Or imagine you’re at work and you see a wallet on the floor. You quickly glance this way and that, and then you grab the cash out of the wallet. A little while later you realize that the wallet on the floor belongs to you. It had fallen out of your pocket. Was it wrong to take the cash? On the one hand, it was not wrong to do so. It was your money. But when you took the money you were assuming it belonged to someone else, thus making the action sinful and a violation of conscience.
There are many possible scenarios of this in the Christian life. Maybe you grew up in a Christian tradition that really looked down on dancing. Dancing was seen as something that came from the Devil.
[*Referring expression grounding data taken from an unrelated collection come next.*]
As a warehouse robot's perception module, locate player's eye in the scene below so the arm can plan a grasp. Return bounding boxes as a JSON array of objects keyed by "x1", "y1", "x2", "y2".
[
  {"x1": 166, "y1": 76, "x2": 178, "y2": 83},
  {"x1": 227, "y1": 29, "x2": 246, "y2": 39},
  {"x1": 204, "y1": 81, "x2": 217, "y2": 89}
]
Or maybe God saved you out of a partying lifestyle in which dancing was associated with a lot of immoral behavior. Is dancing inherently sinful? No. But for either individual I just described, it could be damaging to their conscience to participate in any kind of dancing. The same could go for playing cards or drinking alcohol or wearing jewelry or doing some work on a Sunday.
Don’t go against your conscience.
There are a few layers of implications here for us. First of all, there’s the very important message to all of us: Don’t go against your conscience. It would be very harmful to go against your conscience. Even if your conscience is not fully informed. Think of your conscience like the sensitivity of your skin and way that those nerve endings can register the feeling of pain. Just think of all the bruises and scrapes and burns you would have if you didn’t have that sensitivity to feel pain. You would destroy yourself.
Well, the conscience alerts us to the destructive power of various things. It cringes when a wrong action is presented before us. It inflicts feelings of guilt when we have done something wrong. And by so doing, it keeps us from destruction. So don’t go against your conscience. Because if you repeatedly go against your conscience, you will become immune to those warnings.